Shea Butter Benefits
- Used as vegetable oil
- Can be used as hair-dressing oil
- For making candles
- Has skin-healing effects. Shea butter is believed to be good for treating eczema, dermatitis, inflammations and other conditions.
- It has antioxidants that heal skin damage and wrinkles.
Similarities between Shea Butter and Cocoa Butter
Even though shea butter and cocoa butter come from different sources, they produce similar healing benefits on the skin. Here are some similarities between the two kinds of butter:
- Make the skin soft
- Improve skin elasticity
- Used as skin moisturizers
- Anti-inflammatory properties
- Presence of vitamins, minerals and antioxidants.
- At room temperature, they both exist in the solid-state.
- Melt when applied to the body. You can also use shea butter for face
Differences between Cocoa Butter and Shea Butter
- Chocolate scent
- Obtained from Cocoa tree
- Shelf life: about 2 to 5 years
- Dark brown or yellow in color
- Higher comedogenic scale (this makes it clog to the skin)
- Shelf life: 1 year
- Yellow, gray or cream
- Doesn’t clog up to the skin
- A repulsive nutty-smoky scent
- Obtained from the African shea tree
Is shea butter or cocoa butter better?
If you’re looking for therapeutic benefits, go for unrefined shea butter.

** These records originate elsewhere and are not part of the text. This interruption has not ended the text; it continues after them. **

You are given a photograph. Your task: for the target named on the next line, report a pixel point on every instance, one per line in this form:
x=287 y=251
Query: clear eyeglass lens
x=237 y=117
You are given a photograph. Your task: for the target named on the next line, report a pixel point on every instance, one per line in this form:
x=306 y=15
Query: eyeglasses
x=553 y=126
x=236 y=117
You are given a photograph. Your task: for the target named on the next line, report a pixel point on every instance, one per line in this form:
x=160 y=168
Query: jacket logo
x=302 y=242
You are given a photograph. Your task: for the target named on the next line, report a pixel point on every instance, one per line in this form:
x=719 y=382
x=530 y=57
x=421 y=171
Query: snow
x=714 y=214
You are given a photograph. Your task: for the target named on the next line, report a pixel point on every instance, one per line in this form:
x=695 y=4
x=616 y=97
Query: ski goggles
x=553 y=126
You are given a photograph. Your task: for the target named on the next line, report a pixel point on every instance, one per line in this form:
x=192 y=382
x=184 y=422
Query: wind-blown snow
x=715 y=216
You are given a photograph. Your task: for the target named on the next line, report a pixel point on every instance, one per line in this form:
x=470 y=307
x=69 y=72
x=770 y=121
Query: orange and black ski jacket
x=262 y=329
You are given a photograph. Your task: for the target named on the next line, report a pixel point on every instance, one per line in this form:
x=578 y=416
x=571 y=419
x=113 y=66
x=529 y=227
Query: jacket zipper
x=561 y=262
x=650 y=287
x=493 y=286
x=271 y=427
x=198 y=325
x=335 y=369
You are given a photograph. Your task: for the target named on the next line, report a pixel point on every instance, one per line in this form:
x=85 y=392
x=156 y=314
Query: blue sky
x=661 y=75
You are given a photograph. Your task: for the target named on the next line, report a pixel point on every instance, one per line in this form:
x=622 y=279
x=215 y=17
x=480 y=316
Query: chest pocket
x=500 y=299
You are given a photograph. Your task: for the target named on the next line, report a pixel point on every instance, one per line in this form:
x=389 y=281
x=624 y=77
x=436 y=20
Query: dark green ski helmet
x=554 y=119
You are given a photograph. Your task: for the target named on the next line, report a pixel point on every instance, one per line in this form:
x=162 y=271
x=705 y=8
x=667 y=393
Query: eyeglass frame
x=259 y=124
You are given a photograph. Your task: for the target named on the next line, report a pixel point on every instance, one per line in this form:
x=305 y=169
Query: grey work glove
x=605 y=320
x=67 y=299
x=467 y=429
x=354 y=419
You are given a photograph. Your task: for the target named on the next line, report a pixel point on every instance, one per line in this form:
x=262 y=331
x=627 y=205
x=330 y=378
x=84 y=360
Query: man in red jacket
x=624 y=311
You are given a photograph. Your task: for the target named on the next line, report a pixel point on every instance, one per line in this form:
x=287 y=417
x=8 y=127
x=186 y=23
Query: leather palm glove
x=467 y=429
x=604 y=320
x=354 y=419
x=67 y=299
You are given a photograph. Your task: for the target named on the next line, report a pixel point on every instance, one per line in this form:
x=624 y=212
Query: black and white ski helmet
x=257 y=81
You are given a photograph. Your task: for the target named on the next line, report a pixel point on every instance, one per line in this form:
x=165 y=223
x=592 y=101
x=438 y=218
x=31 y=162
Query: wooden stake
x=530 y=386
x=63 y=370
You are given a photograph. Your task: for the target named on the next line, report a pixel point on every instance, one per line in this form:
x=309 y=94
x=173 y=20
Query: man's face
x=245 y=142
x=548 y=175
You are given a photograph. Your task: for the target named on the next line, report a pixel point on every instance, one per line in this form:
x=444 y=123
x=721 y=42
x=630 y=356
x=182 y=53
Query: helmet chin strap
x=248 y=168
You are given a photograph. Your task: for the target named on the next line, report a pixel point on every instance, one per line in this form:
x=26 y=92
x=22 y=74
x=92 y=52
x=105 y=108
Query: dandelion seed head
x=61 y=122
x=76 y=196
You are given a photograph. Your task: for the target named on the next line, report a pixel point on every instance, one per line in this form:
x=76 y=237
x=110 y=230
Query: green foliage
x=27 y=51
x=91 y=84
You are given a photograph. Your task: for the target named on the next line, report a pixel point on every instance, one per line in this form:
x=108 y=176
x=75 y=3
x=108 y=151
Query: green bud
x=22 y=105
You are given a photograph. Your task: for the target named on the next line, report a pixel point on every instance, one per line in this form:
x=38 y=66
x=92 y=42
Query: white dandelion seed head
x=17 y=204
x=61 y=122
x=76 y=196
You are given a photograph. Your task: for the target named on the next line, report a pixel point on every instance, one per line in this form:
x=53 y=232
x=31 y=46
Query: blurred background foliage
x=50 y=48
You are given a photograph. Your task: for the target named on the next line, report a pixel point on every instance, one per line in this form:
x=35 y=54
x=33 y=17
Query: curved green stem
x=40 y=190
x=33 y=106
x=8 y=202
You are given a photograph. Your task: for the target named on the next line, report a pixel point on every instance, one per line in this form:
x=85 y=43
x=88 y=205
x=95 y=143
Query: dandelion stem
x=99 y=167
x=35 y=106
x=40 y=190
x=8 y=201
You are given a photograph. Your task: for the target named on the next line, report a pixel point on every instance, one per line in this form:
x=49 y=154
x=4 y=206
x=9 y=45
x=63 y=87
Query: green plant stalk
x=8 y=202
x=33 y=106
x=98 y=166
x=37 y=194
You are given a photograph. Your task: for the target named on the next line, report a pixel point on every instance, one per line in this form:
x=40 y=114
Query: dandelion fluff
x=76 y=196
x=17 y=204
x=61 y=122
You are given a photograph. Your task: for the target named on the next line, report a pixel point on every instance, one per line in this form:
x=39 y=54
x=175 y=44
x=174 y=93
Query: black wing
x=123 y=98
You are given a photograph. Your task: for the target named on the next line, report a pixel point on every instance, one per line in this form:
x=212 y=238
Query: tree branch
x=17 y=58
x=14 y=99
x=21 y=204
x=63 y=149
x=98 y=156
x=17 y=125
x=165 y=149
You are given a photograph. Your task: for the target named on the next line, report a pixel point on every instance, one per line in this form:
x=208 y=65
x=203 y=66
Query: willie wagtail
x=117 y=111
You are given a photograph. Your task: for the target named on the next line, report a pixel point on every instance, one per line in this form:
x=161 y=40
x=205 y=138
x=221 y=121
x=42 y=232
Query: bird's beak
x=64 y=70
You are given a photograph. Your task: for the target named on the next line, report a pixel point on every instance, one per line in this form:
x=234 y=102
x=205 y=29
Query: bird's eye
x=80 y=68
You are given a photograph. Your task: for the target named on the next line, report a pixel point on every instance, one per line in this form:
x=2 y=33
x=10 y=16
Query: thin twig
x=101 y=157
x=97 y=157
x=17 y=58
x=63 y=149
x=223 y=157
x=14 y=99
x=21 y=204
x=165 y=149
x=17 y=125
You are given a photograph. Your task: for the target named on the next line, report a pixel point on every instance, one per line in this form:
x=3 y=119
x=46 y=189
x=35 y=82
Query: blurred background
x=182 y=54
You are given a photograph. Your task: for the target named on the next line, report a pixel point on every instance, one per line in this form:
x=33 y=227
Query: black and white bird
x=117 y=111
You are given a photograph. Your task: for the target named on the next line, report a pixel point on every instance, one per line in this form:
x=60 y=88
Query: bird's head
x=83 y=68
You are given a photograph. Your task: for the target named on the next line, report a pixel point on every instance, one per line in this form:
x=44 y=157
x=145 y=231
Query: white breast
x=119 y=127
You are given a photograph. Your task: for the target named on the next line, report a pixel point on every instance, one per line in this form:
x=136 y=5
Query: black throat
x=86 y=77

It has a higher healing fraction than cocoa butter. But for those you dread the repulsive scent of shea butter, they should rather choose cocoa butter.

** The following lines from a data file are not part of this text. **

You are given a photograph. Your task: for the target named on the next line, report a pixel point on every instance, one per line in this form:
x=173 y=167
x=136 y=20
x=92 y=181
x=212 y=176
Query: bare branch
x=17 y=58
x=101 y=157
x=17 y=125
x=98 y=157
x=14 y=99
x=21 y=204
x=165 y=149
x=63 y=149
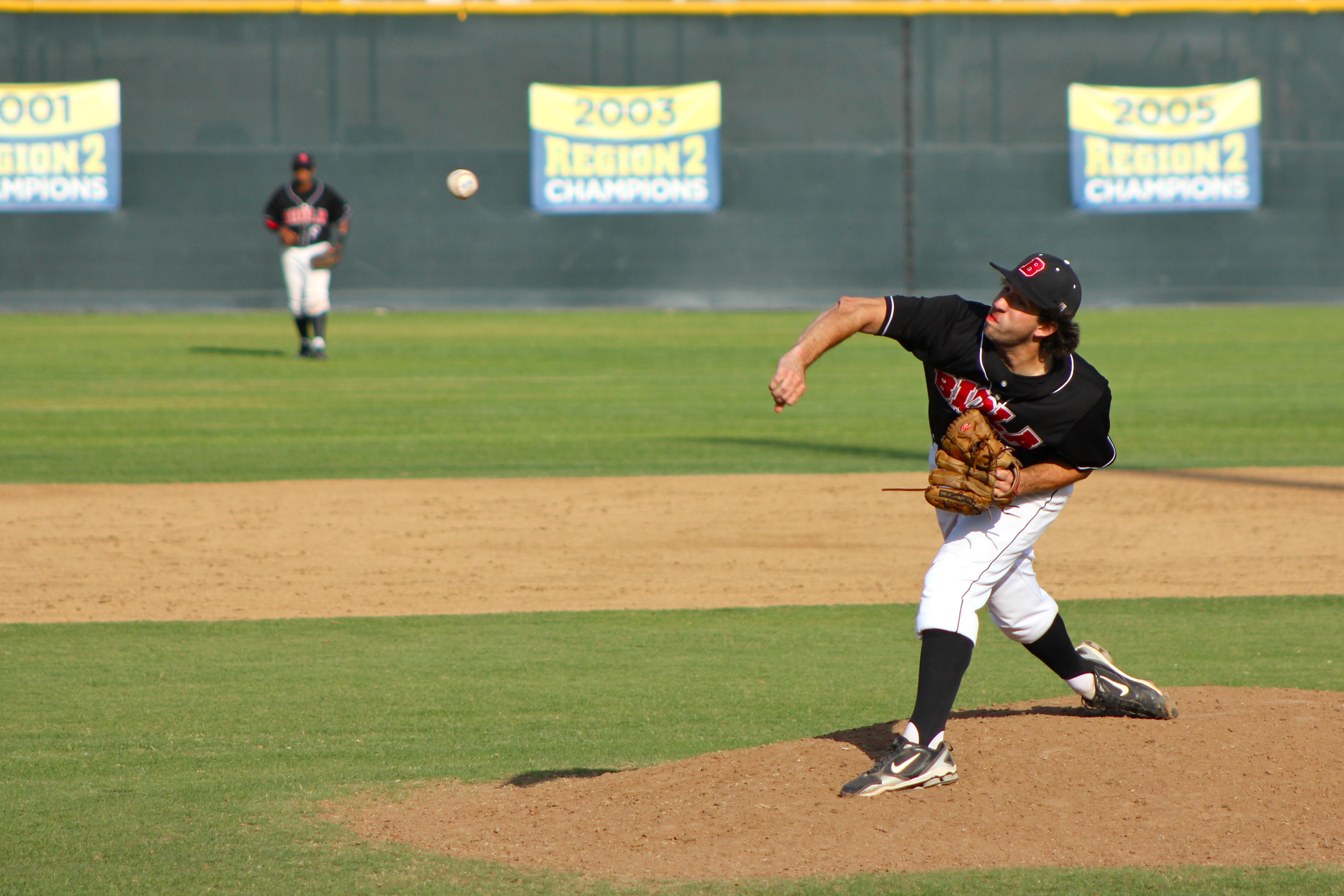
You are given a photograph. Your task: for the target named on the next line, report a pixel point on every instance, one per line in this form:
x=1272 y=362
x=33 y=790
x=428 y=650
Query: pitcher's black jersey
x=1066 y=413
x=312 y=216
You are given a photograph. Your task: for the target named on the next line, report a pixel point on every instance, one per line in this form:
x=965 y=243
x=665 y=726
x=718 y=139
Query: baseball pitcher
x=1017 y=420
x=312 y=222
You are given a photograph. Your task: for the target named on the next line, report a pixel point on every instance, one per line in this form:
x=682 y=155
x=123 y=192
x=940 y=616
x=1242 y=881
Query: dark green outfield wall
x=214 y=105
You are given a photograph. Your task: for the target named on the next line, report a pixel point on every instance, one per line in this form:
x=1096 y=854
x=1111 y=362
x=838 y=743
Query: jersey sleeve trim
x=1072 y=368
x=892 y=315
x=1113 y=453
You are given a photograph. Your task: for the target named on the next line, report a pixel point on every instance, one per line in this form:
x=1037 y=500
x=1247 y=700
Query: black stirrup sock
x=942 y=662
x=1057 y=651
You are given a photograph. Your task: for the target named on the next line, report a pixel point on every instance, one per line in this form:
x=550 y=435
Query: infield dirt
x=1244 y=777
x=376 y=547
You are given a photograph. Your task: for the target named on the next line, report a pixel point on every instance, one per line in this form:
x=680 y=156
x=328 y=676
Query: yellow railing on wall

As shown in this review, both products differ in physical characteristics and healing benefits. Your choice will, therefore, depend on your individual motivation for wanting to try these kinds of butter.
Which butter is best for skin?
Shea butter works best as an antidote for skin dryness, rashes, eczema, and many dermatological conditions. Kokum, Mowrah, Mango and Babassu kinds of butter are also equally good for the skin.
How about Cocoa kinds of butter? They’re also good for healing skin dryness.
Because they contain higher concentrations of antioxidants, cocoa butters slow aging. This is good news for people who want to live long to see their grandchildren.
For those who want to heal their scars, stretch marks, and acne — shea kinds of butter are more effective since they don’t clog to the skin.
Finally, people who are allergic to cocoa beans and shea nuts should try to stay away from their kinds of butter. Use alternatives like mango butter or kokum butter.